Il contagio è più che un fatto epidemiologico. La circolazione dei microbi materializza la trasmissione delle idee e gli spostamenti delle persone, rendendo visibili le interazioni sociali delle nostre comunità e raccontando la storia nascosta di chi è stato dove e quando, e cosa ha fatto. E le narrazioni sulle epidemie nei media e nella cultura popolare seguono una trama tipica, che inizia con l’identificazione di un’infezione emergente, parla delle reti globali sulle quali si sposta e termina con il suo contenimento. Queste storie però hanno delle conseguenze. Stigmatizzano gruppi di persone, comportamenti e stili di vita. Pensiamo al modo in cui i migranti che arrivavano negli Stati Uniti all’inizio del ventesimo secolo, dall’Italia, dalla Russia, erano stigmatizzati in base alle malattie. Certo, ogni individuo che entra in una nuova comunità porta nuovi germi al suo interno, questo è vero. Ma l’idea che i migranti fossero una minaccia nazionale, cosa che veniva detta in quel periodo, non era vera. Inoltre, l’idea che chiudere le frontiere fermerà la malattia non è sempre valida: i microbi e i virus non rispettano i confini, e i portatori della malattia possono essere turisti, viaggiatori, non solo migranti.

Eppure continuiamo ad associare migrazioni e malattie infettive. Perché?

Queste narrazioni offrono un modo viscerale di immaginare la propria affiliazione a una comunità minacciata da un germe sinistro che porta terrore e distruzione nel vulnerabile mondo civilizzato. Il modo in cui la storia della Sars o della influenza aviaria sono state raccontate si concentra sull’idea che ci siano dei superdiffusori, cioè individui che sono piu pericolosi di altri, anche se questo non è vero. L’influenza aviaria, per esempio, segue gli spostamenti delle persone, e nel raccontarne la storia i media parlano di persone che viaggiano e di frontiere che si fanno più porose e deboli, di virus non rispettano i confini nazionali. Parlano in fondo degli stranieri e della paura che cambino il nostro mondo. Ma il problema ancora una volta è: perché se ne parla in termini medici, se la parte medica della storia non è raccontata interamente? Il fatto è che queste narrazioni interpretano ansie che riguardano l’ordine sociale. Per esempio, la malattia si sposta sempre dal Sud al Nord del mondo, ma è dal Nord che arrivano le soluzioni mediche che la contengono.
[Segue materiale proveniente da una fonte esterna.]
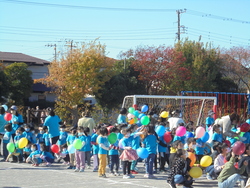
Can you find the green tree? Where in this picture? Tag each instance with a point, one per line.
(204, 64)
(19, 82)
Quali ordini sociali sarebbero messi a rischio?

Le malattie respiratorie arrivano a noi dalle città asiatiche, in particolare dalla Cina. Ma è impossibile separare queste storie dalle paure nei confronti dell’Asia, della sua crescita economica. Guandong, la provincia di Singapore da cui si è diffusa la Sars, esporta la malattia come una merce negli spazi pericolosamente promiscui di un’economia globale concepita come un ecosistema. Invece le febbri emorragiche provengono soprattutto dell’Africa e dal Sudamerica, dalla giungla, il che è strettamente legato alle relazioni tra le razze negli Stati Uniti.
Quello che queste storie non raccontano mai è che il problema non è che certi popoli diffondono malattie perché sono primitivi. Se vivono in vicinanza dei loro animali, per esempio, non è perché sono primitivi, ma perché sono impoveriti. E il tipo di sviluppo imposto dal Nord del mondo che sfrutta il Sud è una grande parte della storia che non viene mai raccontata. Quindi, anche se il problema viene dal Sud e la soluzione dal Nord, la povertà ha forse origine più al Nord che non al Sud.

Possiamo impedire che una malattia si diffonda senza stigmatizzare persone o popolazioni e senza deumanizzarle?

Sì, se le narrazioni sulle malattie infettive cominciassero a parlare di come il modello economico del Nord del mondo causa povertà. In questo modo la soluzione non sarebbe più solo medica ma risiederebbe in un cambiamento radicale, una sorta di responsabilità sociale su scala planetaria. Ma stiamo parlando di una rivoluzione che riguarda l’economia globale, e questa è una storia che quasi nessuno vuole più sentirsi raccontare.